The return of the dollar

“The world is used to a weak dollar but the signs are it is going to have to adapt to a strong dollar going forward,” says Clem Chambers on Forbes.com. The gradual economic recovery in the US will lead to rising interest rates, encouraging capital that has flowed elsewhere in a search for yield to return home, thereby buoying the greenback.

The trigger for this shift will be the wind-down of quantitative easing (QE), says David Woo of Bank of America Merrill Lynch. Once QE ends and interest rates begin to normalise, expect the US dollar index – which measures the weighted average value of the dollar against a basket of major currencies – to rise sharply. A quick return to 100 – the average level over the past 35 years – is likely, he thinks. (A higher value for the index indicates a stronger dollar.)

Such a view is becoming the consensus and it’s difficult to find any analysts with a firmly negative view on the dollar at present. To contrarians, that may be a warning signal: a strong rise is no certainty, at least in the near term. Nonetheless, the dollar has a clear history of alternating between multi-year uptrends and downtrends, with good fundamental reasons for this, says Binky Chadha of Deutsche Bank (DB).

Its status as the world’s reserve currency creates a complex interaction between capital flows, economic competitiveness and interest-rate cycles that encourage it to swing from overvaluation to undervaluation and back again over long periods.

During the last decade, the dollar seems to have followed a steady downtrend to undervaluation and the economic and monetary conditions for that to reverse into a strong dollar cycle now appear to be in place. So, if the dollar is likely to head higher sooner or later, who will be the winners? The effects are not straightforward. For example, a strong dollar is usually reckoned to weigh on commodity prices – but if it results from a stronger US economy, the increased demand would be positive for commodities, argues Sudakshina Unnikrishnan at Barclays.

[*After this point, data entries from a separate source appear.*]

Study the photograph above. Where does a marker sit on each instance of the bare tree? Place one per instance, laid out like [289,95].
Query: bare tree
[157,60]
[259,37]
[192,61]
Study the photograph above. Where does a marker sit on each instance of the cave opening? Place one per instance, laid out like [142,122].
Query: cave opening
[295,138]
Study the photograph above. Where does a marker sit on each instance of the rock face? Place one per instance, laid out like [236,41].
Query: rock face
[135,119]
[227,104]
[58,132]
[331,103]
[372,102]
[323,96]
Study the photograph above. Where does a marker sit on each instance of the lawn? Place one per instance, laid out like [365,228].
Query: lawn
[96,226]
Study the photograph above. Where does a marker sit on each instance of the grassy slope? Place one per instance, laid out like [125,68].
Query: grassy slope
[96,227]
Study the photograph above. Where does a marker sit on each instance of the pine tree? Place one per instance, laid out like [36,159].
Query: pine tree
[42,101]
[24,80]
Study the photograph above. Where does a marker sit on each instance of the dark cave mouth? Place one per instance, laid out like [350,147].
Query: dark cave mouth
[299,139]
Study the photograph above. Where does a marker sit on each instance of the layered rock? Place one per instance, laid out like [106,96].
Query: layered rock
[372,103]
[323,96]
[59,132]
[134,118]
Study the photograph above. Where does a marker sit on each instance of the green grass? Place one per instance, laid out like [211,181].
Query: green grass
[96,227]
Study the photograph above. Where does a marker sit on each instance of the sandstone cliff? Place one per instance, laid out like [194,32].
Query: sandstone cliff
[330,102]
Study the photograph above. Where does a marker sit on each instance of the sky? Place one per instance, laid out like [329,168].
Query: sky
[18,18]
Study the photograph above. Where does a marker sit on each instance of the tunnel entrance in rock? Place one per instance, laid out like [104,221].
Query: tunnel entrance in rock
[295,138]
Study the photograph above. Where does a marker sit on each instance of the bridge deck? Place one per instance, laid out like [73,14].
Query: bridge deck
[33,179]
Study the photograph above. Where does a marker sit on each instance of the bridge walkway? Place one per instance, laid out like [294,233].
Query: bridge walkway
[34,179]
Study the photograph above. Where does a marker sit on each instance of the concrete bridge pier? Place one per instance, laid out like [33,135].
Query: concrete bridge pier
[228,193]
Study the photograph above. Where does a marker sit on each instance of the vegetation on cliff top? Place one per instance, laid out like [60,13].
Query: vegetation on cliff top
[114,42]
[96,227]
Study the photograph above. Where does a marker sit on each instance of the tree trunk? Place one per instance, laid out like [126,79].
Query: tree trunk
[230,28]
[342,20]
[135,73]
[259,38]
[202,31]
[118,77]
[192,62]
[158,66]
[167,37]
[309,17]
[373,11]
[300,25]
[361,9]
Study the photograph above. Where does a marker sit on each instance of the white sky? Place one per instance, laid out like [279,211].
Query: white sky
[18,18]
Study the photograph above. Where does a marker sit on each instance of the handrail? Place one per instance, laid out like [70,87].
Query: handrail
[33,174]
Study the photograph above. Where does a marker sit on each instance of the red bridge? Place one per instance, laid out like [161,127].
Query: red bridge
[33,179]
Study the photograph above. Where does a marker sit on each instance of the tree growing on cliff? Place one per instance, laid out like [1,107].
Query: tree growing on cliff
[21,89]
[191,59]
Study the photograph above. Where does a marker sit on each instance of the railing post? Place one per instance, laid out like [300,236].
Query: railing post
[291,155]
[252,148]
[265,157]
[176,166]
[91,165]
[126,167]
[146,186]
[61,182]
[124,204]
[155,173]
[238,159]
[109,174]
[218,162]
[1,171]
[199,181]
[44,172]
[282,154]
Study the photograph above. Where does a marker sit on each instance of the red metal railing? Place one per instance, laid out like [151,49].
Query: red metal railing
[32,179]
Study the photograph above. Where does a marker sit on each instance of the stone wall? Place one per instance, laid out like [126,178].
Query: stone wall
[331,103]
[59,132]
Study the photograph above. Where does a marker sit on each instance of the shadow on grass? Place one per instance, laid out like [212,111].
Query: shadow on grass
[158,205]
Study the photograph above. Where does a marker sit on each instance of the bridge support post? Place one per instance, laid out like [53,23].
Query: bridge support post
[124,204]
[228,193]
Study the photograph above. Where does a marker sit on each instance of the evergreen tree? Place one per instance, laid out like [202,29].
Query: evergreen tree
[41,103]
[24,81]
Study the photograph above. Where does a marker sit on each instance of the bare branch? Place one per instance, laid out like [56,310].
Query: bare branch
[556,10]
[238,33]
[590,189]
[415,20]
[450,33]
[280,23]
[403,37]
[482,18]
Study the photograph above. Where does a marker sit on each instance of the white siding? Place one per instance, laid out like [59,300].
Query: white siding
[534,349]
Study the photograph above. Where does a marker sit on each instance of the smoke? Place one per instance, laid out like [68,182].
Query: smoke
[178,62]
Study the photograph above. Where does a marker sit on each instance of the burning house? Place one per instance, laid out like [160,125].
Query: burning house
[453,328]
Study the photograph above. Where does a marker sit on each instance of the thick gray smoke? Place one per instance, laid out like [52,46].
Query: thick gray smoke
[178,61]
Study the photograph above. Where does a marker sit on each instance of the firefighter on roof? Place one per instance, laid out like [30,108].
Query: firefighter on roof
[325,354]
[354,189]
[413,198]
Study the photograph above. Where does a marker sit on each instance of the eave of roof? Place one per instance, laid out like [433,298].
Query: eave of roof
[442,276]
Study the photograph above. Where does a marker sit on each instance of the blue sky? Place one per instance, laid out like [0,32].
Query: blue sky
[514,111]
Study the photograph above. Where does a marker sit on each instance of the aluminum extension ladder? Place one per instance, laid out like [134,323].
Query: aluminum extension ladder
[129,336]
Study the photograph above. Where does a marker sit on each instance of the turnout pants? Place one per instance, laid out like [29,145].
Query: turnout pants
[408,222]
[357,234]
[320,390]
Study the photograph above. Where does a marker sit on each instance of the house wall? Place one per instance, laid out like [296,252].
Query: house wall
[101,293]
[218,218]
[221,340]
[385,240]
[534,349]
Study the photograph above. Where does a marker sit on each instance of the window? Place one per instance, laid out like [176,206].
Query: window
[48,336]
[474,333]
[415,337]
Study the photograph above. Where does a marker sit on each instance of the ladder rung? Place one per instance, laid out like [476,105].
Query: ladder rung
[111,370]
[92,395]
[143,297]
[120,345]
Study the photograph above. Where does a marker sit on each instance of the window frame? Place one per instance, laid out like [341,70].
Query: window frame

Past history also suggests that US equities usually outperform emerging markets (EMs) during an up cycle – but at present, US stock valuations seem stretched relative to EMs. Perhaps the most straightforward effect is that firms with low US dollar costs relative to revenues will benefit from improving margins. That should disproportionately benefit Japanese and European exporters over many of their US-based peers, says DB’s Chadha.